This skill involves aligning one’s personal sense of self with its outward expression—actively crafting one’s identity and revealing it in a way that feels genuine. Like emotional intelligence, it requires a high level of self-awareness. Research cited elsewhere in this issue makes clear that disclosing personal information—a key part of behaving authentically—can be especially tricky for minorities. (See “Diversity and Authenticity,” HBR March–April 2018.) The executives we interviewed found ways to master that challenge. They described being candid about their opinions, transparent about their motives, and vocally committed to their values. In fact, “transparency” and “candor” were two of the words they used most frequently to describe their leadership styles.

“The times I felt I did my absolute best at work were when I had the support of a good leader who understood me and what I could bring.” —A global finance director

For these women, authenticity has also involved aligning their racial identity with their leadership positions. Some found roles within their companies that explicitly invited them to draw on that identity, giving them latitude to bring it front and center. They were then able to parlay the visibility afforded by those roles into broader opportunities for leadership.
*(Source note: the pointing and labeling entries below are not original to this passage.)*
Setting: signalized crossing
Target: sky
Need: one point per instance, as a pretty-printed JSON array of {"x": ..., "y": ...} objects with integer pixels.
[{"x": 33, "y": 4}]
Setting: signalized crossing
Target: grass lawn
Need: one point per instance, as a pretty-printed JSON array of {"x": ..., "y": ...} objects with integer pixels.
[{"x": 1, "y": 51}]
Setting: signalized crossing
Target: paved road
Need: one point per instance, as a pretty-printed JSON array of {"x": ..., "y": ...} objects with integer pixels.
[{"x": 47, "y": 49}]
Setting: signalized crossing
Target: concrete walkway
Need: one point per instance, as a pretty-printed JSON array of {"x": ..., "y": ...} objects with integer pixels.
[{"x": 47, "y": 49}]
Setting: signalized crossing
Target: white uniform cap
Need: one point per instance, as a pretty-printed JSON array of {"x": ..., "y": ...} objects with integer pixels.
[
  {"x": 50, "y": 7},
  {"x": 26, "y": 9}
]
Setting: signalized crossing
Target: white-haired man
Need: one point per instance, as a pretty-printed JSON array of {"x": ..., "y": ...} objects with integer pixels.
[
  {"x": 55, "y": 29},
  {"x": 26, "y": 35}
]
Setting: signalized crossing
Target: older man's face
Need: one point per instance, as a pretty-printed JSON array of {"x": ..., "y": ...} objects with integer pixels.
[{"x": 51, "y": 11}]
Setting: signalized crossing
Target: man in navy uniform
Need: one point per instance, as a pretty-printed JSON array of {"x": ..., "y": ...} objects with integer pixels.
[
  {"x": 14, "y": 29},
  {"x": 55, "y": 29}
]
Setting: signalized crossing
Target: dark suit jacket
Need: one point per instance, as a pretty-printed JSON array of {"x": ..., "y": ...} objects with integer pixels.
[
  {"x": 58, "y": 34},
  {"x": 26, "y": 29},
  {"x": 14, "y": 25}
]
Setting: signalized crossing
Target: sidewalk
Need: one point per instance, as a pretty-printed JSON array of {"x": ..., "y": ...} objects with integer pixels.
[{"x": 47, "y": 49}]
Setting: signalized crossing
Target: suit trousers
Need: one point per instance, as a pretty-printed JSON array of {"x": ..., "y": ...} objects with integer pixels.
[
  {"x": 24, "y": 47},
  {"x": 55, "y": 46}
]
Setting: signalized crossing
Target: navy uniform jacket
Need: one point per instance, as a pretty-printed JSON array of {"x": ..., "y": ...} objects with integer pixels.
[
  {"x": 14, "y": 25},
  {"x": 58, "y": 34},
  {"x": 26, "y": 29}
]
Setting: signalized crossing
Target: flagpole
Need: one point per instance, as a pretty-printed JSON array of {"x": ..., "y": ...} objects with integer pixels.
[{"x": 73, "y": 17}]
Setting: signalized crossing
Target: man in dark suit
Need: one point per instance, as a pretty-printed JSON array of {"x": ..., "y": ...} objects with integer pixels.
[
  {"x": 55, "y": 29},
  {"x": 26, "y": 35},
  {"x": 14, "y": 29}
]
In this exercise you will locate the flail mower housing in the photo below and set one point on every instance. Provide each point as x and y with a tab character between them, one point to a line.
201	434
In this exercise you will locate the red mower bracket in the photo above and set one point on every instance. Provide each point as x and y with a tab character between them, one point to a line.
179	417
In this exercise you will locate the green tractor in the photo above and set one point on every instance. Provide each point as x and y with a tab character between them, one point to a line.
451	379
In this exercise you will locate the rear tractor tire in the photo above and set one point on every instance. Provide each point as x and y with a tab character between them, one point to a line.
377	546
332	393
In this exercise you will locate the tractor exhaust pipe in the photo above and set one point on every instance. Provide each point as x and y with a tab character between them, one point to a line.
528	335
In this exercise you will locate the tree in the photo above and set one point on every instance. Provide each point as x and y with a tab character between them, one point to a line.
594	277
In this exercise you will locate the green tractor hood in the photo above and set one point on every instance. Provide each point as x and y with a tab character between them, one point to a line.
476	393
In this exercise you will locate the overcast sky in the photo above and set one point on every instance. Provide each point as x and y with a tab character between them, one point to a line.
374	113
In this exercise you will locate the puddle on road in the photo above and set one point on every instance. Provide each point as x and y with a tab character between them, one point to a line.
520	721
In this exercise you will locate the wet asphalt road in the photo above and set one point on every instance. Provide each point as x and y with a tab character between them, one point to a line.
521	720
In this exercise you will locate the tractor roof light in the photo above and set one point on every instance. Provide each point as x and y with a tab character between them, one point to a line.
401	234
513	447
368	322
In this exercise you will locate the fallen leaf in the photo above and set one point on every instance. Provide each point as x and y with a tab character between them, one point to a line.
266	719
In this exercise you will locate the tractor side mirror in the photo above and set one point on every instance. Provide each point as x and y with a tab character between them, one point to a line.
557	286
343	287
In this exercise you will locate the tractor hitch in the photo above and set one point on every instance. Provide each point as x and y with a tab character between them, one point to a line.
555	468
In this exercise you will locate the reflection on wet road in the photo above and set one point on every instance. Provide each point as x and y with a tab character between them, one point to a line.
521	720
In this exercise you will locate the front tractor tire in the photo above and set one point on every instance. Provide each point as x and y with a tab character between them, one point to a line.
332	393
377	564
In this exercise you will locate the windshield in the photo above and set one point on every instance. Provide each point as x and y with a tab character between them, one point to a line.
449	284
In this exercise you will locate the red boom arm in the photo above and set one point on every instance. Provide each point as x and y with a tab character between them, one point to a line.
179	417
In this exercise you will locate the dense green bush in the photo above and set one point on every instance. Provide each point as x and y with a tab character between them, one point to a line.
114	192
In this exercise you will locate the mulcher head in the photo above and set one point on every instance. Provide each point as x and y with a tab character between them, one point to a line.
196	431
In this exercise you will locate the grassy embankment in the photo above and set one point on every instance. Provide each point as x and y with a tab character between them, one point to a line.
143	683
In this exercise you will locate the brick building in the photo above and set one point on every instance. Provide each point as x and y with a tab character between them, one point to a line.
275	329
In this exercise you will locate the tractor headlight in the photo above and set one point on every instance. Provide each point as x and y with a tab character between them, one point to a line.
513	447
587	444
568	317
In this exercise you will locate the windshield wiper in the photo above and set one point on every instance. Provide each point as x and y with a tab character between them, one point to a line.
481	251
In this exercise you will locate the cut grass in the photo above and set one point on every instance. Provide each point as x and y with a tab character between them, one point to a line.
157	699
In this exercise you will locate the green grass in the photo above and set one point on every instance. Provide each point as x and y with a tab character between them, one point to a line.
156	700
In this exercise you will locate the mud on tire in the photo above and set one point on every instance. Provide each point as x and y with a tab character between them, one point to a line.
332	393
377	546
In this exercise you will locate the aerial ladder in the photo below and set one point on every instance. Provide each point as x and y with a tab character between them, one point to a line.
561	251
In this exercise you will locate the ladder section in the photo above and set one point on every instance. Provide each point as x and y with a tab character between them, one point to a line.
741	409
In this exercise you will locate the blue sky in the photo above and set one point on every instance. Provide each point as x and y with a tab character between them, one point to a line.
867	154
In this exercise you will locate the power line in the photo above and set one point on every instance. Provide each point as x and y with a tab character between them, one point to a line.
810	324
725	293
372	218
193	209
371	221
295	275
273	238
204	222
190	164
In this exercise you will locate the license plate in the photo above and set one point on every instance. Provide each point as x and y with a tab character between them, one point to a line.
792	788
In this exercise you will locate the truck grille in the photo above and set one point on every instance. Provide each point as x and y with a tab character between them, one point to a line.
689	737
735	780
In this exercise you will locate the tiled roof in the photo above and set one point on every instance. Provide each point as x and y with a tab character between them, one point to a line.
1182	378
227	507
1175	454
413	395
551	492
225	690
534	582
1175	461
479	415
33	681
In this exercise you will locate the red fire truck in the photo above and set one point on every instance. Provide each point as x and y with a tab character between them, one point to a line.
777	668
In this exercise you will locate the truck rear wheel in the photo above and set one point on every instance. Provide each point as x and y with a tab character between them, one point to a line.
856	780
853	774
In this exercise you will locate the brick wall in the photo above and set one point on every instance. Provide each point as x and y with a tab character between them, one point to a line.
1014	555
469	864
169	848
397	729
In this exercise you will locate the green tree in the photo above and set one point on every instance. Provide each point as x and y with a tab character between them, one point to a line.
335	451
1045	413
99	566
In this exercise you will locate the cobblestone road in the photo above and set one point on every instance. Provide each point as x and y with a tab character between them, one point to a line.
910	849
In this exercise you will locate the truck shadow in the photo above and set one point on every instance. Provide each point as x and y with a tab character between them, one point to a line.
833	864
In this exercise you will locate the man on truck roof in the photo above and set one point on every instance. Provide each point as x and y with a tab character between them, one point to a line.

For instance, when her employer set a goal of investing in minority-owned businesses, one woman—now a senior investment officer—stepped into an intrapreneurial leadership role by building a business that became the firm’s primary strategic imperative. Suddenly her gender, race, and residence in a historically black community became visible assets that deepened her authentic engagement with her career. “That became a turning point of my job—I was actually able to bring these differences to work every day,” she told us. “All of a sudden there were unique differences I was bringing to the table.” Other women launched entrepreneurial ventures that aligned their passions for business and social engagement, serving the needs of diverse stakeholders across the globe.

Agility

This is the ability to effectively confront and nimbly transform obstacles and roadblocks into opportunities throughout one’s career. The women we interviewed were well aware that many of their colleagues and bosses held low expectations of them—expectations that continued, in some cases, even as they advanced into senior jobs. The CEO of a large social-services organization put it this way: “I can’t say that I ever went into a job where people just looked at my credentials and accepted them as legitimate—there was always this question of ‘Are you really qualified?’ or ‘Did you really do the things you said you did?’ I don’t think I reached a point in my career, other than my last role, when that wasn’t a question.”